BORN
TO RUN
Un joven, hasta entonces desconocido, salta de un lado a otro para evitar el frío y lee un artículo que los administradores del sitio donde va a tocar en unas horas han pegado sobre la ventana. Era 1973, en Cambridge, cerca de Boston y para ese joven el hecho de ver su nombre, Bruce Springsteen, en una revista local era una pequeña victoria. Años después seguiría con el mismo look de esos días: jeans, camiseta y barba –aunque ahora mucho más blanca–, pero a diferencia de muchos otros músicos, sus sonidos sí cambiaron, se hicieron eternos. Esta escena la cuenta David Remnick, director de TheNewYorker, en el perfil que le hizo a Springsteen. La reseña que leía Bruce la había escrito Jon Landau, que años después se convertiría en uno de sus principales asesores. Curiosamente aquella vez lo había criticado: allí empezó el mito.

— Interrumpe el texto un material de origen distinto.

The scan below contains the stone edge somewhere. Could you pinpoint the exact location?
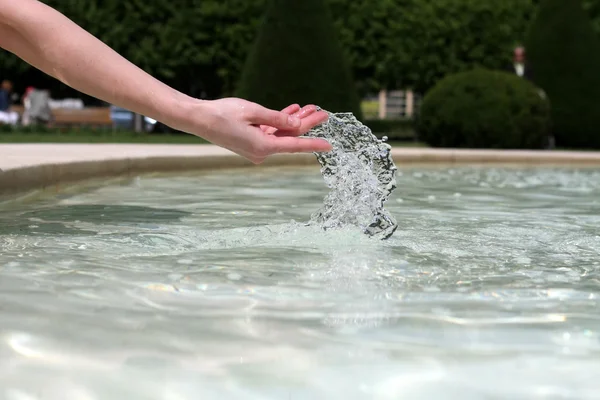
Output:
[0,148,600,196]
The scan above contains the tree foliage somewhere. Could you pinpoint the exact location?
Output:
[527,0,600,148]
[418,69,552,149]
[237,0,360,118]
[0,0,600,98]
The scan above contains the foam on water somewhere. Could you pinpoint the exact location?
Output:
[307,113,398,239]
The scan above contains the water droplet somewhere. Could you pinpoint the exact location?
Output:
[227,272,242,281]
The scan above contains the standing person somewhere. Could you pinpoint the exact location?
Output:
[0,80,19,125]
[23,87,52,126]
[0,0,331,163]
[507,46,533,81]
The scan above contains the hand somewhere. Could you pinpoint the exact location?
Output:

Si algo ha tenido Springsteen es que ha sabido reinventarse sin perder su esencia: “A diferencia de los Rolling Stones, que no han escrito ni una gran canción desde la época disco y solo se juntan para aumentar sus fortunas y ser su propia banda de covers, Springsteen se niega a ser un curador mercenario de su pasado”, dice Remnick en el mismo perfil.
Son veinticuatro álbumes, más de veinte premios Grammy y muchas giras, que Springsteen ve como verdaderas formas de automedicación. Sus conciertos muy raras veces se repiten y es de los pocos artistas capaces de tocar todas las canciones que el público le pida. Además, en momentos de corrección política extrema, ha hecho de sus canciones una forma de protesta social y no ha dudado en expresar su apoyo a Obama o sus críticas a Trump.